Can you tell us something about the Forensic Genomics Consortium Netherlands (FGCN)?
Starting January 2009, for a period of five years, the Forensic Genomics Consortium Netherlands (FGCN), of which I am the Scientific Director, is funded by the Netherlands Genomics Initiative (NGI). The FGCN actively pursues the use of new genomic research tools to substantially improve forensic genetic research. The FGCN represents the strategic alliance of 3 Dutch forensic genetic research laboratories: the Netherlands Forensic Institute (NFI), the Forensic Laboratory for DNA Research of Leiden University Medical Center (FLDO-LUMC), and the Department for Forensic Molecular Biology of the Erasmus Medical Center, (FMB-EMC).
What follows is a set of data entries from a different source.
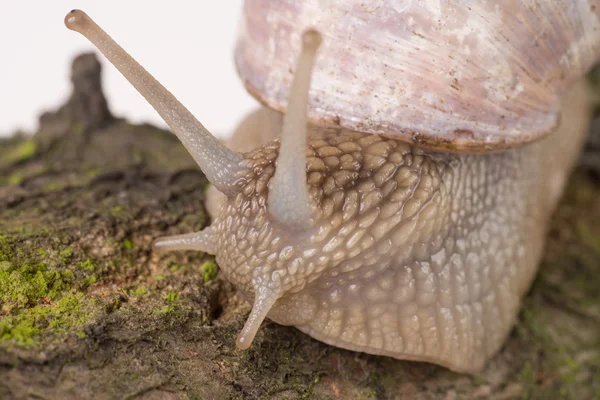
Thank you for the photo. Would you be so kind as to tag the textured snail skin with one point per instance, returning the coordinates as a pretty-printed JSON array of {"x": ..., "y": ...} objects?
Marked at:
[
  {"x": 415, "y": 255},
  {"x": 381, "y": 247}
]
We plan to achieve 6 major research deliverables in this 5-year time frame:
First, we are looking into the improvement of mixed stain DNA analyses. We will also have a project aimed at better determination of the relative age of a sample, for example, from a crime scene. Determination of the cellular origin of a biological sample, determination of the geographical origin of a cell donor, and determination of the externally visible characteristics of a cell donor are three further projects aimed at increasing the information from cell samples. Finally, we are working on the construction of detailed DNA reference databases
This research strategy is prioritized on the basis of immediate forensic relevance. First, we will concentrate on the first two new research lines which we consider as high risk, but also of utmost importance: mixed-stains analyses and age-of-sample detection.
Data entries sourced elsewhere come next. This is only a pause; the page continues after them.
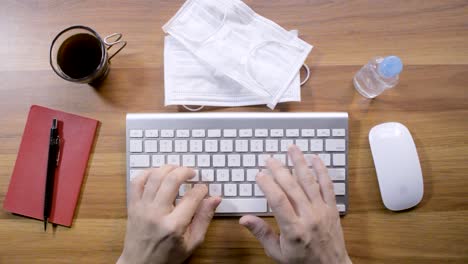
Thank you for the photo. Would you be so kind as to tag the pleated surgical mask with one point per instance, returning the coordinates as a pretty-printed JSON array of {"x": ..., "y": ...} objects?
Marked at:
[
  {"x": 189, "y": 81},
  {"x": 230, "y": 37}
]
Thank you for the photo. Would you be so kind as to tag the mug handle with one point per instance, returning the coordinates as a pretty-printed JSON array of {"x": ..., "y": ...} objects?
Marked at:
[{"x": 110, "y": 43}]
Secondly, we will concentrate on three research lines for which Dutch law uniquely already provides us the necessary legal support, but for which until recently, we lacked the relevant samples: the cellular origin, the geographic origin, and the externally visible characteristics of the cell donor. We now have access to sufficient important research samples, but still lack the reliable genetic markers. Within this consortium, we will be able to concentrate our research and complete the development of these genetic research tools crucial to criminalistics.
Finally, in order to provide the relevant statistical support for all new genetic results, we have to screen a large number of relevant randomly collected samples in order to build a reference database. This last phase of our consortium plan is less scientifically challenging, but of great importance. Without the reference data, the evidential value of determining the origins and characteristics of a sample will be impossible to evaluate. This will certainly lead to dismissal once used in a court of law.
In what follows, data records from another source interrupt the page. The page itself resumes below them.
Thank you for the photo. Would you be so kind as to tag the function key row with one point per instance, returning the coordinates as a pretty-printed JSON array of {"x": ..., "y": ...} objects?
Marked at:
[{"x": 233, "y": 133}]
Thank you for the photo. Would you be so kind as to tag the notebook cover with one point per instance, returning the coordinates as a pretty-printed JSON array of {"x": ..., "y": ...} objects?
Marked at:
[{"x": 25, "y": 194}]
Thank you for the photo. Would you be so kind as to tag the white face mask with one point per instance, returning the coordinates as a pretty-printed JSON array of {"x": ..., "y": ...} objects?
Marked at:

What are the short- and long-term visions of the FGCN regarding the use of DNA in forensic research?
At present, it is not yet clear what will happen after 2013. We are currently exploring all options in order to continue this consortium for at least another 5 years. The focus will remain on genomics, but we will try to add other disciplines that could be equally important for the analysis of crime scene stains of (presumed) biological origins.